EmbRACE-3K:复杂环境中的具身推理与行动
EmbRACE-3K: Embodied Reasoning and Action in Complex Environments
July 14, 2025
作者: Mingxian Lin, Wei Huang, Yitang Li, Chengjie Jiang, Kui Wu, Fangwei Zhong, Shengju Qian, Xin Wang, Xiaojuan Qi
cs.AI
摘要
近期先进的视觉-语言模型(VLMs)在被动、离线的图像和视频理解任务中展现了强大的性能。然而,在需要在线交互和主动场景理解的具身环境中,其有效性仍显不足。在此类场景中,智能体以第一人称视角感知环境,每个动作都会动态影响后续观察。即便是GPT-4o、Claude 3.5 Sonnet和Gemini 2.5 Pro等顶尖模型,在开放环境交互中也面临挑战,在空间推理和长期规划方面表现出明显局限。为填补这一空白,我们推出了EmRACE-3K,一个包含超过3000个语言引导任务的数据集,这些任务设置于使用Unreal Engine和UnrealCV-Zoo框架构建的多样化、逼真环境中。任务涵盖了导航、物体操作和多阶段目标执行等广泛的具身挑战。每个任务都作为多步轨迹展开,将第一人称视觉观察与高层指令、具体动作及表达智能体每一步意图的自然语言推理配对。利用EmRACE-3K,我们建立了一个基准,用于评估VLMs在探索、动态空间语义推理和多阶段目标执行三个关键维度上的具身推理能力。在零样本设置下,所有模型的成功率均低于20%,凸显了我们基准的挑战性及当前VLMs在交互环境中的局限。为展示EmRACE-3K的实用性,我们进一步通过监督学习后接强化学习对Qwen2.5-VL-7B进行微调。这一方法在所有三个挑战类别上均带来了显著提升,证明了该数据集在促进具身推理能力发展方面的有效性。
English
Recent advanced vision-language models(VLMs) have demonstrated strong
performance on passive, offline image and video understanding tasks. However,
their effectiveness in embodied settings, which require online interaction and
active scene understanding remains limited. In such scenarios, an agent
perceives the environment from a first-person perspective, with each action
dynamically shaping subsequent observations. Even state-of-the-art models such
as GPT-4o, Claude 3.5 Sonnet, and Gemini 2.5 Pro struggle in open-environment
interactions, exhibiting clear limitations in spatial reasoning and
long-horizon planning. To address this gap, we introduce EmRACE-3K, a dataset
of over 3,000 language-guided tasks situated in diverse, photorealistic
environments constructed using Unreal Engine and the UnrealCV-Zoo framework.

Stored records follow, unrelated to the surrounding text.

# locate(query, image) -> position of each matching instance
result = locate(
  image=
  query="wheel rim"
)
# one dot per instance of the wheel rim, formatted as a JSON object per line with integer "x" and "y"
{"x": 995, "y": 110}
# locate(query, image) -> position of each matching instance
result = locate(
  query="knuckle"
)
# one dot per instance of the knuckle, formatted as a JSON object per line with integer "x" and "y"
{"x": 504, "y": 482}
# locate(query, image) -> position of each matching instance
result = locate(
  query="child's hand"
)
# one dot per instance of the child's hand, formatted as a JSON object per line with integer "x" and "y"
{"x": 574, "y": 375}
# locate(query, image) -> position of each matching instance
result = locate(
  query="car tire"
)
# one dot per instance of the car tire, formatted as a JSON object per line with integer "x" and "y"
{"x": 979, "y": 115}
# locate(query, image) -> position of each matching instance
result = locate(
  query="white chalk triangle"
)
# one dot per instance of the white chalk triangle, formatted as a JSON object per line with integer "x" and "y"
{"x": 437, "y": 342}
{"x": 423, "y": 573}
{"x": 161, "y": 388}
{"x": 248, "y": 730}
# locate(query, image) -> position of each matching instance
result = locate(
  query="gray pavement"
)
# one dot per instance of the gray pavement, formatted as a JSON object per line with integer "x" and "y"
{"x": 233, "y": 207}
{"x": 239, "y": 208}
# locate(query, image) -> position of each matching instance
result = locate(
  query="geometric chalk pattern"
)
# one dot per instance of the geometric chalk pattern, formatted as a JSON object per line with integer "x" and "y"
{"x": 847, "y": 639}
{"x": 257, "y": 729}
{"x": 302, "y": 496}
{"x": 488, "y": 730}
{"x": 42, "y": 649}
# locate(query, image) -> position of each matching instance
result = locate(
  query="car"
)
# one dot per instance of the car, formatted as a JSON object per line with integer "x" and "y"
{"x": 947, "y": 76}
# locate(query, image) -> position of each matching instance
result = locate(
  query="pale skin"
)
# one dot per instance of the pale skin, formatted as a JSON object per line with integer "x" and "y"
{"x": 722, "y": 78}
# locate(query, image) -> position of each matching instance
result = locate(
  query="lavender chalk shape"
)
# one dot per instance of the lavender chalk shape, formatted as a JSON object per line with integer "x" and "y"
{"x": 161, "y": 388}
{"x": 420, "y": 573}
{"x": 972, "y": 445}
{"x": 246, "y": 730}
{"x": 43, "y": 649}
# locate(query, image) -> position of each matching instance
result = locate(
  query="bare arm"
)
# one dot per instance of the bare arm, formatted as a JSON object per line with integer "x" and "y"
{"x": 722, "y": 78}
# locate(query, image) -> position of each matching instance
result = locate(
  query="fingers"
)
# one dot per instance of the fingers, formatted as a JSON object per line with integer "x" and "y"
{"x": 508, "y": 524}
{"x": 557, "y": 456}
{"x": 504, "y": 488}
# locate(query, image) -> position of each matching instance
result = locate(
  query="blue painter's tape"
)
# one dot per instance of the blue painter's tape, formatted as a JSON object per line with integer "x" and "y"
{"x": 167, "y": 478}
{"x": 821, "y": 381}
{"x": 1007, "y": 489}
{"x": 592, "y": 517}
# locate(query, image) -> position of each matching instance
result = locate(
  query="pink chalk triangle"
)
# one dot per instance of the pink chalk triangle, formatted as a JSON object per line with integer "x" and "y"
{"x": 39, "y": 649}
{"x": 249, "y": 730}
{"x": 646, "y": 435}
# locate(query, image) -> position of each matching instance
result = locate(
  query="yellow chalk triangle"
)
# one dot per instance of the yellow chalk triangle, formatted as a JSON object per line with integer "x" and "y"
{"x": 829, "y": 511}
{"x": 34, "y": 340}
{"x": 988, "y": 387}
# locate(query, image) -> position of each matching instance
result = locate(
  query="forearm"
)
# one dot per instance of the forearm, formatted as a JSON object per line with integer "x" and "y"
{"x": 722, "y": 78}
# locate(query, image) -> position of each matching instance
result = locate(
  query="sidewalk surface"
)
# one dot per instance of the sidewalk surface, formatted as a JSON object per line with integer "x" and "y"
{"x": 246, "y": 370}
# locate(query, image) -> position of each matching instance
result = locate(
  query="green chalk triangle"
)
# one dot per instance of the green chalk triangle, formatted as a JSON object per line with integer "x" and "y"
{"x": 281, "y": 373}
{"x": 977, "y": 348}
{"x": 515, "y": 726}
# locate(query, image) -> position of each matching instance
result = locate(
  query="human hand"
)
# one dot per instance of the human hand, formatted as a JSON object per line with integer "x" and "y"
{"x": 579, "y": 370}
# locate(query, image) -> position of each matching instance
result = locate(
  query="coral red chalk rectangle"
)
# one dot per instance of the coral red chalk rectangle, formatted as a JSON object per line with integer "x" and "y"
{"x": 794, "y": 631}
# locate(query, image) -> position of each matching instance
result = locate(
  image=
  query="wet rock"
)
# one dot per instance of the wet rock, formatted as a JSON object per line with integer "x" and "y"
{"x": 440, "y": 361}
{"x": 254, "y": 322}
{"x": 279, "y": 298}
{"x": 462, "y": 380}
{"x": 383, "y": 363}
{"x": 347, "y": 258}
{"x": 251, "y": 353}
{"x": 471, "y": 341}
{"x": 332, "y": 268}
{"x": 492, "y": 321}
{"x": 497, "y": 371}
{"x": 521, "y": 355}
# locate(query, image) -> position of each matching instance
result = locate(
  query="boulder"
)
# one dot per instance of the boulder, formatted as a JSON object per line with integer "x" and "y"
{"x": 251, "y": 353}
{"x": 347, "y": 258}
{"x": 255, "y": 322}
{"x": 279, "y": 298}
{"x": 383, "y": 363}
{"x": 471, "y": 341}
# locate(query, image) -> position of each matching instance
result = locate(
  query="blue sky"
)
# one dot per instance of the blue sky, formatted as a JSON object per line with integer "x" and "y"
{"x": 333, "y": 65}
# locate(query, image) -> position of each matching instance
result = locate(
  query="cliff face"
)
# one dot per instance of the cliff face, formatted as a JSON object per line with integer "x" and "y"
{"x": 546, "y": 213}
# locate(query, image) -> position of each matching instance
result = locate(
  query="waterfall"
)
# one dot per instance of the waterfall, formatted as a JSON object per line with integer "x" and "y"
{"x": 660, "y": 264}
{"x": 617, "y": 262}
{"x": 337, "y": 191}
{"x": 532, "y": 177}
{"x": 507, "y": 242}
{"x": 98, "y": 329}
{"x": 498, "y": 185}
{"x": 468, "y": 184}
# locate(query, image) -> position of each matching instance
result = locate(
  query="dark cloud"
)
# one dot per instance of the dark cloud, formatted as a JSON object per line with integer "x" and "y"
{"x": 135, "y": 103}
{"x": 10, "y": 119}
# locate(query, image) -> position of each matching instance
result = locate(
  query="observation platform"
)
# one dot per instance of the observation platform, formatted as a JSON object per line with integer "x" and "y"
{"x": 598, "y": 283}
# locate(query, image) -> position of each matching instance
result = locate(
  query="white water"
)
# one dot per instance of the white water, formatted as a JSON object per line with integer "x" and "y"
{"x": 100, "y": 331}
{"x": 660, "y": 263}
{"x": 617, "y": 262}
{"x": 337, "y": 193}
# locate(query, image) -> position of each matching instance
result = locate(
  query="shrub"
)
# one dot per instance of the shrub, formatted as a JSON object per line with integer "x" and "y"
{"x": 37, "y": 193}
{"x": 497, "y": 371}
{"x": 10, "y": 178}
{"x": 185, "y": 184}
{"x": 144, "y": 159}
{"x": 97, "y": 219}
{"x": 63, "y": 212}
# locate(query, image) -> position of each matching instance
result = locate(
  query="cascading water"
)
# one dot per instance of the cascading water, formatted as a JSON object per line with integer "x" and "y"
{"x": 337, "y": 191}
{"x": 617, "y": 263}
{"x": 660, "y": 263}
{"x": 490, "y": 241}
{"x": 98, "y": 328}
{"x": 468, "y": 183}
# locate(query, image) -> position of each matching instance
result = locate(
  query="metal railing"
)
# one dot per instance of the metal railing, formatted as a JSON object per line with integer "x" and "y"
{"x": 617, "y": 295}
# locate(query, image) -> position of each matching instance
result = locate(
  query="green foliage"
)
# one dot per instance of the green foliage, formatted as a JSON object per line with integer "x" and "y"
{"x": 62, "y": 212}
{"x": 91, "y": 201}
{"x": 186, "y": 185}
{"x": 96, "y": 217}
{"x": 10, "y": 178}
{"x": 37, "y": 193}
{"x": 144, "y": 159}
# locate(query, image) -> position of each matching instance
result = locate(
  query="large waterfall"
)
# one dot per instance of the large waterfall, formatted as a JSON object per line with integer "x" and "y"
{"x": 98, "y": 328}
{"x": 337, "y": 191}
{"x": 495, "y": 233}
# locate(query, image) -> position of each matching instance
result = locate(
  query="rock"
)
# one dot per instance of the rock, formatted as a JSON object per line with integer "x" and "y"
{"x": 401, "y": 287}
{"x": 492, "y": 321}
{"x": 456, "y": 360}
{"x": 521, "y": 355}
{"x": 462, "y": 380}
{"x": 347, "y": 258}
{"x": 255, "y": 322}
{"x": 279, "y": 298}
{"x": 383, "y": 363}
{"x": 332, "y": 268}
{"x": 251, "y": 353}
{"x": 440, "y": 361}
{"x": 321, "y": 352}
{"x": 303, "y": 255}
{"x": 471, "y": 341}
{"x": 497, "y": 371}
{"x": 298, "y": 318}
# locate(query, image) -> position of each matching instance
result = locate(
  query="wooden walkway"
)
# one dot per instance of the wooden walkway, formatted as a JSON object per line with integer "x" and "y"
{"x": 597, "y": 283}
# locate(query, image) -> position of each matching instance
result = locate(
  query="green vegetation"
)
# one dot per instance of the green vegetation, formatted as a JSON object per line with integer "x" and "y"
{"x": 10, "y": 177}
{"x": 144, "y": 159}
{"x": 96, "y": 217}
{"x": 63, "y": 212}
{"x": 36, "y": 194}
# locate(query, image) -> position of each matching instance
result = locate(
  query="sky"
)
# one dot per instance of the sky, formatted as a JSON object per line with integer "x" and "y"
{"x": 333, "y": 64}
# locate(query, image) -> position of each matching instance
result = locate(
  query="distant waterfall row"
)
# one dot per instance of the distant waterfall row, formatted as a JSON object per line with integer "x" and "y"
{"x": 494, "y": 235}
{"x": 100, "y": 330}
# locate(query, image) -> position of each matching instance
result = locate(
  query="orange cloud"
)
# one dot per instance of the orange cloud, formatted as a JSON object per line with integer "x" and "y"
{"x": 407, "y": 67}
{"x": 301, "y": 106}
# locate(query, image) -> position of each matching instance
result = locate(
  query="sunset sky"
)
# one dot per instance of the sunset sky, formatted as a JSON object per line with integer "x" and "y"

The tasks encompass a wide range of embodied challenges, including navigation,
object manipulation, and multi-stage goal execution. Each task unfolds as a
multi-step trajectory, pairing first-person visual observations with high-level
instructions, grounded actions, and natural language rationales that express
the agent's intent at every step. Using EmRACE-3K, we establish a benchmark to
evaluate the embodied reasoning capabilities of VLMs across three key
dimensions: Exploration, Dynamic Spatial-Semantic Reasoning, and Multi-stage
Goal Execution. In zero-shot settings, all models achieve success rates below
20%, underscoring the challenge posed by our benchmark and the current
limitations of VLMs in interactive environments. To demonstrate the utility of
EmRACE-3K, we further fine-tune Qwen2.5-VL-7B using supervised learning
followed by reinforcement learning. This approach yields substantial
improvements across all three challenge categories, highlighting the dataset's
effectiveness in enabling the development of embodied reasoning capabilities.